Textor completed a percentage buyout of Crystal Palace for around £90m last year, a move which allowed the Eagles’ board to spend big on a number of players last summer.
He also failed with an attempted 25% buyout of Benfica, despite coming to an agreement on the deal. The Portuguese giants’ hierarchy vetoed the sale to Textor due to a lack of information regarding the agreement.

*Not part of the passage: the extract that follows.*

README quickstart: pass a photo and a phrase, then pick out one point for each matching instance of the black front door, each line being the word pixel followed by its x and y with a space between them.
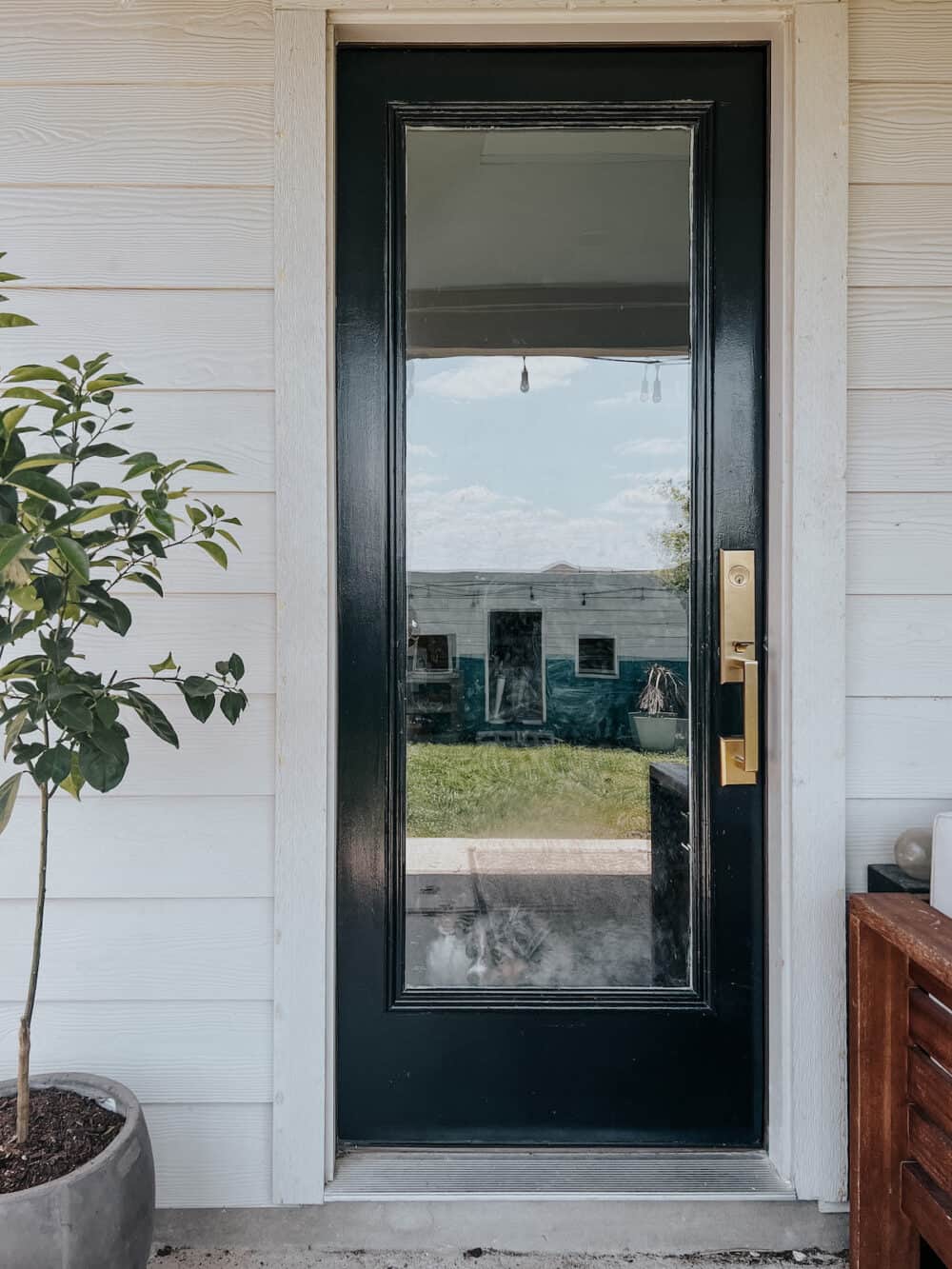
pixel 550 271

This came shortly after president Luis Filipe Vieira was placed under house arrest over allegations of tax fraud and money laundering.
Estimates have Textor’s net worth at less than £1bn.
What were his plans for Newcastle United?
In February, when Textor’s talk to buy a stake in Palace faded a little and Benfica boardroom issues arose, he turned his attention to Newcastle United.
Initial talks between Ashley’s people and Textor are said to have gone well with a broad agreement on a deal reached within a week.
The agreement would see Textor pay an initial upfront cost of £100m for United, which Ashley required to be put down as a non-refundable deposit.
A further £100m would be required after completion of the deal, which was understood to have been funded via a company within Textor’s portfolio, fuboTV.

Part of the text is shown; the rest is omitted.